Burze w największym stopniu doświadczyły Andaluzję na południu kraju, Walencję na wschodzie oraz Kastylię La-Manchę, a szczególnie prowincję Albacete, gdzie zaginęło sześć osób.

Szef regionalnego rządu Walencji Carlos Mazon potwierdził, że na zalanych obszarach znaleziono kilka ofiar śmiertelnych. Nie podał jednak dokładnej lokalizacji ani liczby odnalezionych ciał. Wezwał mieszkańców prowincji do pozostania w domach.

W Walencji zawieszono całkowicie ruch kolejowy, w tym szybkie połączenie z Madrytem. W mieście nie kursuje również metro. W kilku gminach tej wschodniej prowincji zawieszono w środę zajęcia w szkołach, zamknięte zostały również parki i cmentarze.

Nagrania publikowane w internecie pokazują rwącą wodę, która znosi samochody z ulic i zalewa niższe kondygnacje budynków. We wtorek przed północną media donosiły z Walencji o ludziach uwięzionych w samochodach.

Pasy startowe lotniska w Walencji zostały całkowicie zalane. Część lotów przekierowano, a niektóre zostały odwołane.

"Największe zniszczenia spowodowało wylanie rzeki Magro. W niektórych miejscach spadło nawet 400 litrów na metr kwadratowy w ciągu kilku godzin" - donosi dziennik "El Pais".

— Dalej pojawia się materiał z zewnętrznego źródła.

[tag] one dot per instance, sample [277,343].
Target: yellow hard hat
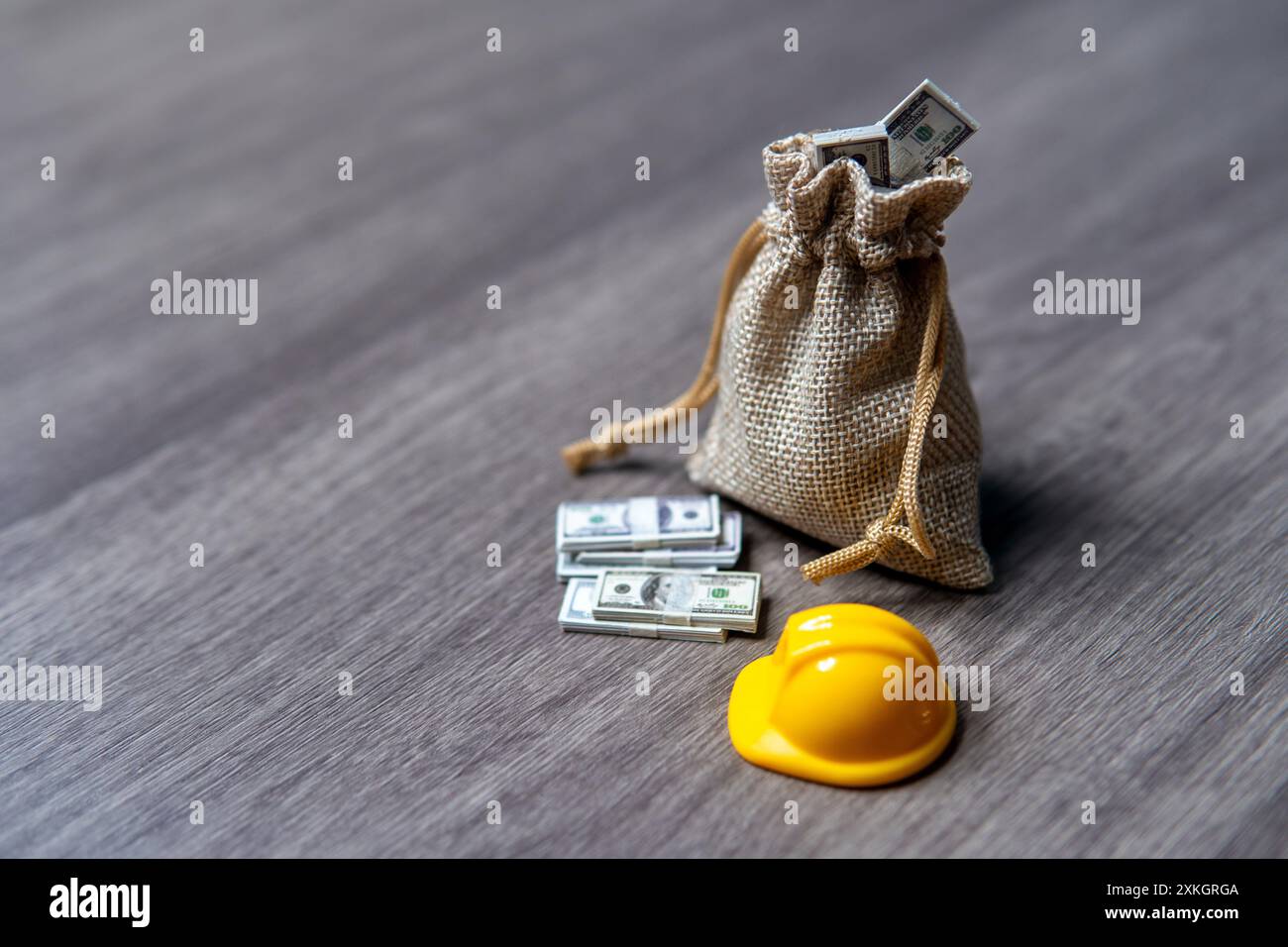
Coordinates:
[818,706]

Burza spowodowała około 870 incydentów w Andaluzji, południowej wspólnocie autonomicznej Hiszpanii, gdzie pogoda pogorszyła się już w poniedziałkowy wieczór.

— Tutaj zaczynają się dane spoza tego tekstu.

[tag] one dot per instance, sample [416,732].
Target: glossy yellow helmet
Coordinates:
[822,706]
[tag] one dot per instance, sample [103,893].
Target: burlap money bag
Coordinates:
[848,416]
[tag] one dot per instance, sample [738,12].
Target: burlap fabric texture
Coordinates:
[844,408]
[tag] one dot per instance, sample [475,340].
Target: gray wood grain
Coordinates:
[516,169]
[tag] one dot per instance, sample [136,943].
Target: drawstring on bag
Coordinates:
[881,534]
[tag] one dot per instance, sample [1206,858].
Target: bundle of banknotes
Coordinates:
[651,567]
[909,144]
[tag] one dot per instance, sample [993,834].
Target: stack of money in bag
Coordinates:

Pełną gotowość służb ratunkowych potwierdził premier Hiszpanii Pedro Sanchez, który we wtorek przebywał z oficjalną wizytą w Indiach. Rząd powołał komitet kryzysowy do monitorowania skutków burzy. Solidarność z poszkodowanymi wyraziła również hiszpańska rodzina królewska.

Według hiszpańskich służb meteorologicznych burze mają trwać do czwartku.